For decades, Bill Cosby has cultivated his image as a gentle, sweater-clad universal father figure. He was Dr. Heathcliff Huxtable guiding his fictional television children toward smart decisions. He was the Jell-O pitchman, peddling pudding pops as a wholesome snack. And he fashioned himself as the voice of paternal reason for younger black men, urging them to pull up their pants and stay in school. Even if we didn’t agree with him, Cosby’s moral authority meant that when he talked, we listened.

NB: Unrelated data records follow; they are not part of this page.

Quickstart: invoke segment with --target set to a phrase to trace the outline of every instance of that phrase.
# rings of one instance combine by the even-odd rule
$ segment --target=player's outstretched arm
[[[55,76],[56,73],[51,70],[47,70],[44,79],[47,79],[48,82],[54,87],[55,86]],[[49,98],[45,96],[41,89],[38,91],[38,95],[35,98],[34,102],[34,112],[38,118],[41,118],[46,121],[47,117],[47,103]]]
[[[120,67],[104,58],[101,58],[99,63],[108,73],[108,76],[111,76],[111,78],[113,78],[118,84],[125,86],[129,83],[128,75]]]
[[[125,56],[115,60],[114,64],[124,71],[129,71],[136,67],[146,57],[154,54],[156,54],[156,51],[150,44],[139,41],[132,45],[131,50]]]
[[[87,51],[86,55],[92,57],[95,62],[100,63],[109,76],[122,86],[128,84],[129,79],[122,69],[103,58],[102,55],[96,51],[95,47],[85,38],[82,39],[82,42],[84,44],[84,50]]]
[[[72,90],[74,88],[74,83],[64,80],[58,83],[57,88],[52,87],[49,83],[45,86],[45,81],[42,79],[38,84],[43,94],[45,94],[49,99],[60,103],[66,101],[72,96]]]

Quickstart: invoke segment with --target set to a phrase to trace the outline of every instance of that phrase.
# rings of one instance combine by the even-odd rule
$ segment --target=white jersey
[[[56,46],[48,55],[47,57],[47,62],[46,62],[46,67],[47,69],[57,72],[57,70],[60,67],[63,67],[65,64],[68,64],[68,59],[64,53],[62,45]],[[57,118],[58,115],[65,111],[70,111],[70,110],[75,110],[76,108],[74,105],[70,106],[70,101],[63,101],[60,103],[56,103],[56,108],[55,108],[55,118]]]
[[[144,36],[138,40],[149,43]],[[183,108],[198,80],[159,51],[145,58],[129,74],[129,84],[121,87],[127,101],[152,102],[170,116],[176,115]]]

That carefully-crafted image has taken a hit in recent weeks as decade-old accusations that Cosby drugged and raped or molested numerous women have resurfaced. More than a dozen women have now accused the comedian and actor of sexual assault or rape. Cosby has never been criminally charged and has denied the allegations. So what accounts for the renewed attention? And how did these allegations emerge in the first place? Here’s a timeline of how we got here:
March 8, 2005
Andrea Constand, the former director of operations for the Temple University women’s basketball team, files a lawsuit against Cosby, alleging that he drugged and molested her at his home in Pennsylvania in 2004. A local prosecutor had declined to file charges related to the alleged abuse. After Constand’s accusations become public, a second woman, Tamara Green, says on the Today Show that in the 1970s, Cosby gave her pills that knocked her unconscious and then groped her. Court papers in the Constand case mention Green and 12 anonymous women who make similar allegations against the actor and comic. Cosby denies ever molesting any of the women.
June 23, 2005
The Philadelphia Daily News publishes a story identifying Beth Ferrier as one of the anonymous woman mentioned in the Constand court papers. Ferrier says Cosby drugged and sexually assaulted her in a car in Denver in the 1980s. (The Guardian later reports that Ferrier told her story to the National Enquirer in 2005, but the tabloid killed the story under pressure from Cosby’s lawyers and published his rebuttal and denial instead.)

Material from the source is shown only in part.